[Bioc-devel] A geneSet data class for facilitating GSEA (Robert Gentleman)
Hi, Just an update on this, and a request for anyone who has done a bit more thinking to speak up in the next few days. We are planning to make the development of this class one of the exercises at the Lausanne developer conference - the schedule is still evolving, but is at: http://wiki.fhcrc.org/bioc/Lausanne_Dev_Meeting_2007_plans I think we should try to create a GSEAClasses package that could be used by anyone that is developing/working in the area that would be in BioC devel after this release. I doubt we will get consensus so quickly as to make it into the release (about 1 month away now). best wishes Robert
Tarca, Adi wrote:
Hi, I wonder if the direction of change will be of any use here. Firstly because a gene set should be independent of a particular experiment. Secondly, one can define the two groups in the order he wants so "UP" and "DOWN" will be confusing. Adi Tarca
________________________________
From: bioc-devel-bounces at stat.math.ethz.ch on behalf of bioc-devel-request at stat.math.ethz.ch
Sent: Sat 3/17/2007 7:00 AM
To: bioc-devel at stat.math.ethz.ch
Subject: Bioc-devel Digest, Vol 36, Issue 12
Send Bioc-devel mailing list submissions to
bioc-devel at stat.math.ethz.ch
To subscribe or unsubscribe via the World Wide Web, visit
https://stat.ethz.ch/mailman/listinfo/bioc-devel
or, via email, send a message with subject or body 'help' to
bioc-devel-request at stat.math.ethz.ch
You can reach the person managing the list at
bioc-devel-owner at stat.math.ethz.ch
When replying, please edit your Subject line so it is more specific
than "Re: Contents of Bioc-devel digest..."
Today's Topics:
1. Re: A geneSet data class for facilitating GSEA (Robert Gentleman)
----------------------------------------------------------------------
Message: 1
Date: Fri, 16 Mar 2007 06:18:43 -0700
From: Robert Gentleman <rgentlem at fhcrc.org>
Subject: Re: [Bioc-devel] A geneSet data class for facilitating GSEA
To: Vincent Carey 525-2265 <stvjc at channing.harvard.edu>
Cc: bioc-devel at stat.math.ethz.ch
Message-ID: <45FA9933.5030108 at fhcrc.org>
Content-Type: text/plain; charset=ISO-8859-1; format=flowed
Hi,
Vincent Carey 525-2265 wrote:
Dear bioc-developers,
would it be useful to introduce an additional slot for the direction and/or
magnitude of expression change of each gene in the gene set?
My understanding is that we are currently trying to get a
structure that identifies a group of genes in a coherent way.

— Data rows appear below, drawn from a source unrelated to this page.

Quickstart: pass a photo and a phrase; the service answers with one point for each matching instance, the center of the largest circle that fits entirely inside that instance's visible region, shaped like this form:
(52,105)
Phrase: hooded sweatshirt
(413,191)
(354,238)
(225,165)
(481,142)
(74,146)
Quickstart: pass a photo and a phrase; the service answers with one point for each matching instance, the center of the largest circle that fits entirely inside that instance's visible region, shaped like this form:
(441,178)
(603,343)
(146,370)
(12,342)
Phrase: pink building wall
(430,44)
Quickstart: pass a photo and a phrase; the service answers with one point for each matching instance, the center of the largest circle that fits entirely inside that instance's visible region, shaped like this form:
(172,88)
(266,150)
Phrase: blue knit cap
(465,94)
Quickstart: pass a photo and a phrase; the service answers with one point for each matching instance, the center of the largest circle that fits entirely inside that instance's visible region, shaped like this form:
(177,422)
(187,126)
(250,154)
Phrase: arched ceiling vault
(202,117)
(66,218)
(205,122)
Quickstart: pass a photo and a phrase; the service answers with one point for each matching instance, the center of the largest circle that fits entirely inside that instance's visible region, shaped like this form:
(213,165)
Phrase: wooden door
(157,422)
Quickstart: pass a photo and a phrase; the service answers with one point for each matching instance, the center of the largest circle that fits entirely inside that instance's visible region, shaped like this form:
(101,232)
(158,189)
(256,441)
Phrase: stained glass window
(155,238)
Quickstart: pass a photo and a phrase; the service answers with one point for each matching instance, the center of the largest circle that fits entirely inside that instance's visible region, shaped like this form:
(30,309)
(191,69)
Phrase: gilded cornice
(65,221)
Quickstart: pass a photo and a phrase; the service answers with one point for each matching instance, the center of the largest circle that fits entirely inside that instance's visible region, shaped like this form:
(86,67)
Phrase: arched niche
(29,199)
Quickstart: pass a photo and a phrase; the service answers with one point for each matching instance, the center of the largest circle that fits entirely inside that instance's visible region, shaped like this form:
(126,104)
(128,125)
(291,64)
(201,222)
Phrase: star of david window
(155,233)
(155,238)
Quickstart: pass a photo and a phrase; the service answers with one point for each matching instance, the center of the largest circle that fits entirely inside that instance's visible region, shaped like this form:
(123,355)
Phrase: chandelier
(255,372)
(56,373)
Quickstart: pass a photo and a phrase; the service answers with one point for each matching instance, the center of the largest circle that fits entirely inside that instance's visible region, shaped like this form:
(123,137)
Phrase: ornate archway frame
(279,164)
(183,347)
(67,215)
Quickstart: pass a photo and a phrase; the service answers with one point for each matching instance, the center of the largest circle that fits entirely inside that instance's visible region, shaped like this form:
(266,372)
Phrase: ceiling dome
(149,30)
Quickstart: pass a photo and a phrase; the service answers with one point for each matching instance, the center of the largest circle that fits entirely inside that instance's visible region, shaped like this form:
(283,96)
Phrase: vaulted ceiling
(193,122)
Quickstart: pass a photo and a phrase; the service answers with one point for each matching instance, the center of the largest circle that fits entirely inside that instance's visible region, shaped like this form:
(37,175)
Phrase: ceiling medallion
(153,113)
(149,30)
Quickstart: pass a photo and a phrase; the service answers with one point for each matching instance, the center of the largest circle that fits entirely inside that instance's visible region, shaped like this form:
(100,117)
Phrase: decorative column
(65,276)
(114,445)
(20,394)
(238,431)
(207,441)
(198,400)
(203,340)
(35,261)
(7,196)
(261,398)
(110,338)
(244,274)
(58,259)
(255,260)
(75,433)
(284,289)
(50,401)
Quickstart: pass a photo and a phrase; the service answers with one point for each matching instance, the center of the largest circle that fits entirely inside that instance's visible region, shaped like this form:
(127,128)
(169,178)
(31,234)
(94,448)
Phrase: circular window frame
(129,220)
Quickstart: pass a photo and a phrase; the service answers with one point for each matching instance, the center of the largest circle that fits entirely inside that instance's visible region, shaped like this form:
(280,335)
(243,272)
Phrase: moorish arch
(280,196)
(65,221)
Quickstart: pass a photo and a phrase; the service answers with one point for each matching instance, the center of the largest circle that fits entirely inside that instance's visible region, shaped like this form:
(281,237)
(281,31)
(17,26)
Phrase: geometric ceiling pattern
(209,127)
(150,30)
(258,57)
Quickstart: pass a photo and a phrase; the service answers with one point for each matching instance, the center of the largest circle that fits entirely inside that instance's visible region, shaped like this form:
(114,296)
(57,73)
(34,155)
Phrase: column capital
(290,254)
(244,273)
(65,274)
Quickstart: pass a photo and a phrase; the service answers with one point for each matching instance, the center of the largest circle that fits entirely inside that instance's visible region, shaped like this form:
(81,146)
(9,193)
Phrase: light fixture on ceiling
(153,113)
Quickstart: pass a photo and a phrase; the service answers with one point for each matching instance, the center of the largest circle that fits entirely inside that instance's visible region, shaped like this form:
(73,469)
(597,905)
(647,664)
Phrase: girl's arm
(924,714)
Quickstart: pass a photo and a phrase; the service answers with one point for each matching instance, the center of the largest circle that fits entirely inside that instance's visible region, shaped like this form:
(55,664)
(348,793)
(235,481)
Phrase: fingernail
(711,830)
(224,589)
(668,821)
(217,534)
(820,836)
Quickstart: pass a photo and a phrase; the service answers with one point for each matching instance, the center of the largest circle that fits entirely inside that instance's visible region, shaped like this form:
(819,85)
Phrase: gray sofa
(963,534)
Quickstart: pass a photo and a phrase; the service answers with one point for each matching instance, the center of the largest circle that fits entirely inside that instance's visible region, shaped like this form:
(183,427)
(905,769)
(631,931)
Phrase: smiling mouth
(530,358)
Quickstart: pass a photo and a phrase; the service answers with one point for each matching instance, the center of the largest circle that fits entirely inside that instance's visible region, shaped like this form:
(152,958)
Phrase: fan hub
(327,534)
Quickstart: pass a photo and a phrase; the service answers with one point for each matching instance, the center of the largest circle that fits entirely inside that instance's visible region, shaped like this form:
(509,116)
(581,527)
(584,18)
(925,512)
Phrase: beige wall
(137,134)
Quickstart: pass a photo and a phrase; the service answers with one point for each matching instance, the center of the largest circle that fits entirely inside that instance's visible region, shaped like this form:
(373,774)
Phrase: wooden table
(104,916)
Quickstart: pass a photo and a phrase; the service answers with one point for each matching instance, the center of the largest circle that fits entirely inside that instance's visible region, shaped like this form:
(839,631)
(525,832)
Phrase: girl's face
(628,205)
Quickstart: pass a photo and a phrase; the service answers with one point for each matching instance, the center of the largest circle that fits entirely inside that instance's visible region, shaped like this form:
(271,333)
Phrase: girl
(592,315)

Connecting a group of genes to a specific experimental result is outside
the scope of this task.
That is a good question, but I would like to point out that it is
almost surely the case that notions of direction of change, and
magnitude are with respect to a comparison of phenotype (eg disease to
healthy, or stage I vs stage IV) and hence are not properties of the
gene set.
While that information is important and useful in a particular
analysis, it should not be stored with the gene set, in my opinion. We
will need some easy way for users to specify it and use it in practice,
but as Vince has said, it is probably not what we want here.
Designing an extension of the group class that incorporates
qualitative or quantitative information on gene behaviors under
certain conditions seems worthwhile but should be kept separate
from the original design problem -- I think.
It seems that GSEA and GSEA-like methods use sets of genes that are
homogeneously down- or upregulated (correct me if I am wrong, I am far from
being up to date on GSEA methods).
This seems to be reflected in the example presented in the PGSEA vignette
where target genes of Ras and Myc are separated into 'UP' and 'DN' regulated
genes.
Hopefully we will use UP and DOWN, the savings by using
abbreviations are almost never worth it, especially when for many users
English is not their first language.
best wishes
Robert
However, (alternative?) methods could actually use the quantitative
information about expression changes to score each gene set. Adding a
corresponding slot in the geneSet class would allow to accommodate such
methods.
Best,
Alexandre
-----Original Message-----
From: bioc-devel-bounces at stat.math.ethz.ch
[mailto:bioc-devel-bounces at stat.math.ethz.ch] On Behalf Of Dykema, Karl
Sent: mercredi, 14. mars 2007 16:15
To: bioc-devel at stat.math.ethz.ch
Subject: Re: [Bioc-devel] A geneSet data class for facilitating GSEA
Sorry I forgot to attach the str()
$ 15-delta prostaglandin J2 10 uM DOWN : list()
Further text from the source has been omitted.